I give up, Daniel thought. But the following Saturday, two hours before Mizzou kicked off against Western Michigan, quarterbacks coach David Yost told Daniel, "Hey, you guys can wear your hats."
Such are the tiny increments by which change is measured under Pinkel, whose obstinacy, even in a profession full of hardheaded men, has long stood out. While he remains stubborn about certain things—what's up with Missouri's insistence on running every play out of the shotgun, even on the goal line and in short-yardage situations?—he has yielded in others.
"When I got here," says nosetackle Lorenzo Williams, a fifth-year senior, "guys were more about themselves than they were about the team. Right now [Pinkel's] got 118 guys ready to fight for him every time we step on the field. I wouldn't say he's mellowed, but he does trust this team more."
Gary Pinkel, you stand accused of having softened. How do you plead? "The structure of the program, the discipline—none of that has changed," he says. After a pause, he adds, "I've changed. I've let my guard down. I make it a point to talk to my players more. I hug 'em more, I'm in their world more. And I've never enjoyed coaching more."
The catalyst was a tragedy. In July 2005, Aaron O'Neal, a 19-year-old linebacker from St. Louis, collapsed during a voluntary workout. O'Neal went into full cardiac arrest and died shortly thereafter. "I was never really close to him," says the coach, "and then he was gone. Losing AO made me realize I needed to let my guard down."
To this day O'Neal appears in the team's media guide and on its roster. His death "changed Gary's perception of what a relationship should be between a coach and a player," says media relations director Chad Moller.
"It was like a wall came down," Daniel adds. "He still wants us to be the most disciplined team in the country. But he's chilled out. He's gained perspective."

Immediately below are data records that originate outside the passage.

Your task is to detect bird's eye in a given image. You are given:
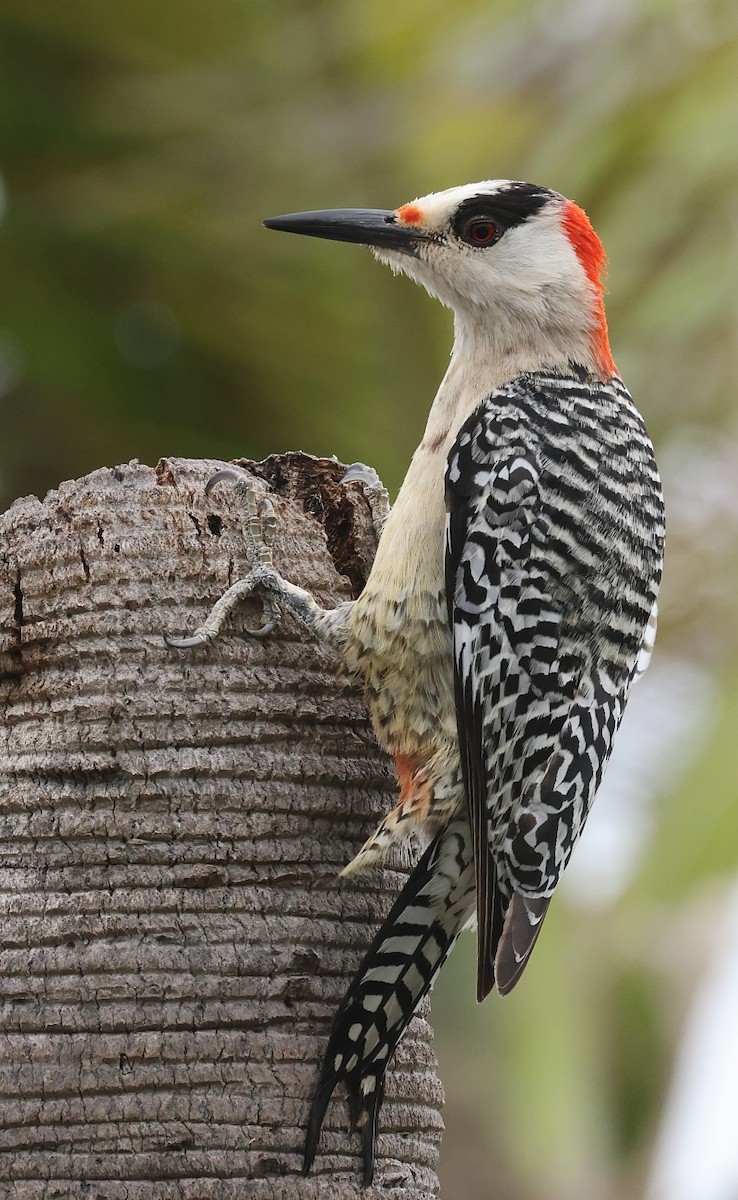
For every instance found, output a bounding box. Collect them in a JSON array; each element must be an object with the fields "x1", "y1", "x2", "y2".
[{"x1": 458, "y1": 216, "x2": 501, "y2": 247}]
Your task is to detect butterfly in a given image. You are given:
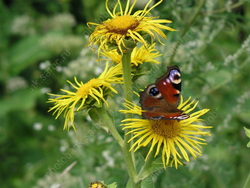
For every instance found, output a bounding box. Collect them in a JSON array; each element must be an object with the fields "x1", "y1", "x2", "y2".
[{"x1": 139, "y1": 65, "x2": 189, "y2": 121}]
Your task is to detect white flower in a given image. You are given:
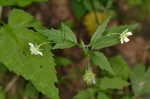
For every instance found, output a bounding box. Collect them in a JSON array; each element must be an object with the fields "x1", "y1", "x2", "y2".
[
  {"x1": 28, "y1": 42, "x2": 43, "y2": 56},
  {"x1": 120, "y1": 29, "x2": 133, "y2": 44}
]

He gave in, for instance, on the hat issue. What else? Last season he instituted Victory Sunday: When the Tigers win, they don't have to practice on Sunday. He established a leadership council, consisting of players whose input he seeks on matters ranging from discipline to uniform choices. (Black pants or gold?)
Even longtime critics of Pinkel's game management were delighted and encouraged on Saturday by his willingness to take what Tech was giving the Tigers, even if it meant a radical departure from his offensive comfort zone. Tech's "clamping down," in Pinkel's words, on Mizzou's outside receivers, "left some running lanes open." In filling those lanes, the Tigers scarcely missed senior tailback Tony Temple, who aggravated a sprained ankle in Wednesday's practice. A committee of fill-ins took turns gashing the Red Raiders, the most conspicuous being Jimmy Jackson, a 5'9" junior who carried a dozen times for 59 yards and three touchdowns.
Leaving the little room where he addressed reporters, the 55-year-old Pinkel crossed paths with Daniel. The two briefly embraced. "You saw that hug," the junior quarterback said, a half hour later. "He's come a ways."